KONTROVERSI KELAPA SAWIT


Melalui tulisan ini, aku hendak sedikit curhat tentang keberadaan perusahaan perkebunan sawit yang ada di daerah dimana aku tinggal sekarang. Aku tak hendak menilai, apalagi menghakimi, atau membuat analisis tentang itu, aku hanya ingin curhat saja. Memang ketika muncul sebuah perusahaan tertentu, selalu ada pro dan kontra yang menyertai. Bagi yang pro dengan munculnya perusahaan, ini pasti terkait dengan majunya infrastruktur, terciptanya lapangan pekerjaan, dan juga pertumbuhan ekonomi akibat dari keberadaan perusahaan tersebut. Tapi bagi mereka yang kontra, ini lebih terkait dengan dinamika tetang bagaimana perusahaan tersebut dijalankan, sesuai dengan prinsip keadilan atau justru penindasan. Yang kutemui di lapangan, kedua hal ini selalu ada.
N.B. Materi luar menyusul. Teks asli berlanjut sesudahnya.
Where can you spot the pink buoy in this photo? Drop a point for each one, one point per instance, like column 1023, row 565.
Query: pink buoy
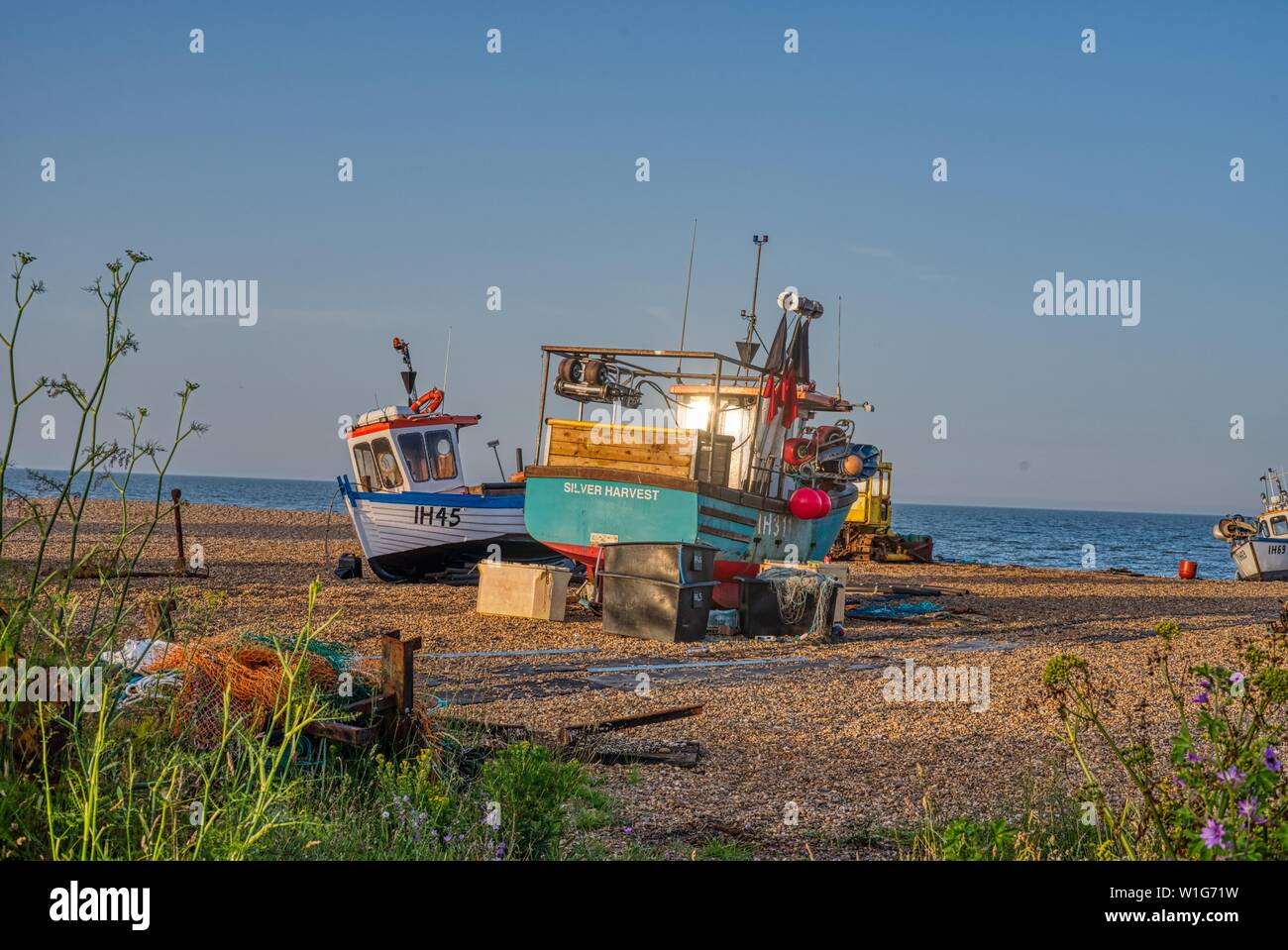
column 825, row 501
column 805, row 505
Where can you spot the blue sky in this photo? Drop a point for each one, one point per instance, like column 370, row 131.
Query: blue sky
column 518, row 170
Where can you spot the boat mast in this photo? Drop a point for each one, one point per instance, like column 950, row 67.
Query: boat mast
column 837, row 345
column 447, row 364
column 760, row 241
column 688, row 283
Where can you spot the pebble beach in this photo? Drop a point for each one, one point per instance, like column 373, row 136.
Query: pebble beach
column 816, row 738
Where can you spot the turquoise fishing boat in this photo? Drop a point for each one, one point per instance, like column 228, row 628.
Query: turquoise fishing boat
column 732, row 454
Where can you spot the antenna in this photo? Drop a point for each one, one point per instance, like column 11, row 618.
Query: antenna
column 747, row 349
column 837, row 345
column 447, row 364
column 688, row 283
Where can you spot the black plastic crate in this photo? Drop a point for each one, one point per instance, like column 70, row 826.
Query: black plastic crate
column 636, row 606
column 670, row 562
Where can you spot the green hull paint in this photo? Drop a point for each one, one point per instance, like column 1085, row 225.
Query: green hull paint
column 568, row 511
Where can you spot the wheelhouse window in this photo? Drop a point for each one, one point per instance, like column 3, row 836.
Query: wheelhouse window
column 386, row 464
column 365, row 465
column 413, row 454
column 442, row 455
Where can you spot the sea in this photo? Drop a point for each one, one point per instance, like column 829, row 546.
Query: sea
column 1144, row 542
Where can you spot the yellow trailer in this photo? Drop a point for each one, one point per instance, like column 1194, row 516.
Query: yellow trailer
column 866, row 534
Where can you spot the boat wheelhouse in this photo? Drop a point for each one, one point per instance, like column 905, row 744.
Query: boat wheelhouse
column 412, row 508
column 1260, row 546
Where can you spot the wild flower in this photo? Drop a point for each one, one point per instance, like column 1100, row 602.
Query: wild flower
column 1214, row 834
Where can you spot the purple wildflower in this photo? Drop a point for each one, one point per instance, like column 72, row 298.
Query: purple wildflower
column 1248, row 808
column 1232, row 777
column 1214, row 834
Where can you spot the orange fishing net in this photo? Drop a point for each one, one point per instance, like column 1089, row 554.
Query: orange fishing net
column 254, row 678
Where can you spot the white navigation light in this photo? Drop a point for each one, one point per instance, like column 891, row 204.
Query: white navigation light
column 793, row 301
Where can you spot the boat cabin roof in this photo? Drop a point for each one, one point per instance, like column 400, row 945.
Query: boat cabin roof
column 402, row 417
column 810, row 398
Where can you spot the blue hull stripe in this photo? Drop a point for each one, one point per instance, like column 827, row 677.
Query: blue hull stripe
column 439, row 498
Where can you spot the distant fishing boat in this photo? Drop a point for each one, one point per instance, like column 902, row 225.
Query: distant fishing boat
column 411, row 507
column 1260, row 546
column 734, row 459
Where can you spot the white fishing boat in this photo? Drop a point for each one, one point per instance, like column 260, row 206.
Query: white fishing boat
column 1260, row 546
column 411, row 507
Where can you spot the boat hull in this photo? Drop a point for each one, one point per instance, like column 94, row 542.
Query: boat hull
column 576, row 511
column 1261, row 559
column 411, row 536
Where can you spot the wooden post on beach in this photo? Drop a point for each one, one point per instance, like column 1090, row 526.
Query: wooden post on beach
column 397, row 658
column 180, row 564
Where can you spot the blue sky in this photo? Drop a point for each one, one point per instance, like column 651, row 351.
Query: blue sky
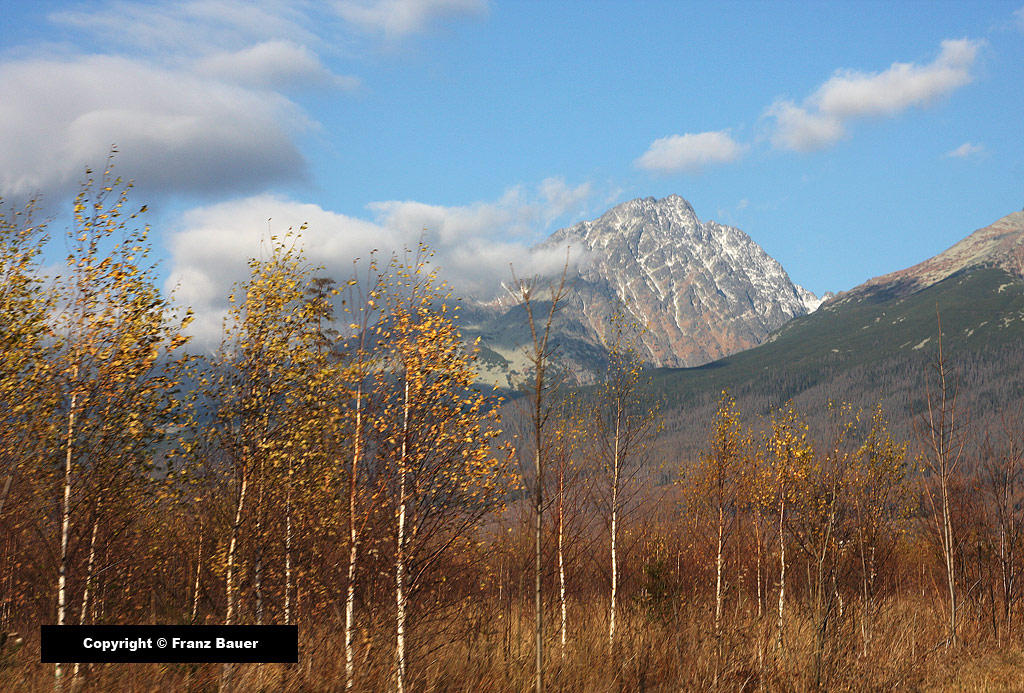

Aku tidak memungkiri, bahwa dengan munculnya perusahaan, pembangunan infrastruktur suatu wilayah akan diperhatikan secara khusus, dan lapangan pekerjaan pun tercipta. Namun  di sisi lain, aku juga menemukan bagaimana perusahaan itu hanya berorientasi kepada keuntungan, sehingga terkadang soal keadilan di beberapa hal lebih sering terabaikan. Dalam kasus perusahaan sawit di tempat dimana aku tinggal, problem yang sering muncul adalah soal jual beli lahan, kelestarian lingkungan yang mulai terancam, dan juga problem keadilan para pekerjanya. Perusahaan di manapun tentu tidak pernah punya niat untuk merugi, dan dengan demikian, modal akan terus digemukkan, dengan berbagai macam cara, termasuk mengabaikan keadilan dan kelestarian alam.  Biasanya pihak perusahaan berkolaborasi dengan pihak penguasa untuk mendapatkan ijin usaha. Pemerintah sebagai pihak yang berwenang di suatu wilayah berhak untuk menetapkan wilayah yang termasuk HGU (Hak Guna Usaha), termasuk soal lahan. Menjadi tidak adil jika akhirnya wilayah yang ditentukan sebagai HGU itu merupakan tanah masyarakat yang sudah dikelola oleh mereka turun temurun. Memang perusahaan membayar ganti beli atau pinjam tanah (lahan) yang termasuk ke dalam wilayah HGU itu, namun terkadang nilainya tidak sepadan dengan hasil usaha yang dilakukan di atas lahan tersebut. Itu belum lagi jika perusahaan menyerobot tanah rakyat demi memperoleh keuntungan yang sebesar-besarnya. Secara hukum mereka kuat karena wilayah yang mereka kerjakan sudah dipetakan oleh pemerintah sebagai wilayah HGU dan tentu mereka mendapat ijin yang sah dari pemerintah. Namun secara keadilan, terkadang mereka mengelabui penduduk untuk mau menyerahkan lahan mereka demi segepok uang yang jika tidak disertai pendidikan mengelola uang, akan habis begitu saja. Sementara tanah yang sebenarnya bisa dikelola oleh masyarakat, telah berpindah kepemilikan dan kewenangan pengelolaannya sehingga hasil bumi yang ada di situ berpindah tangan. Akhirnya, masyarakat menjadi kuli di tanahnya sendiri, demi segepok uang.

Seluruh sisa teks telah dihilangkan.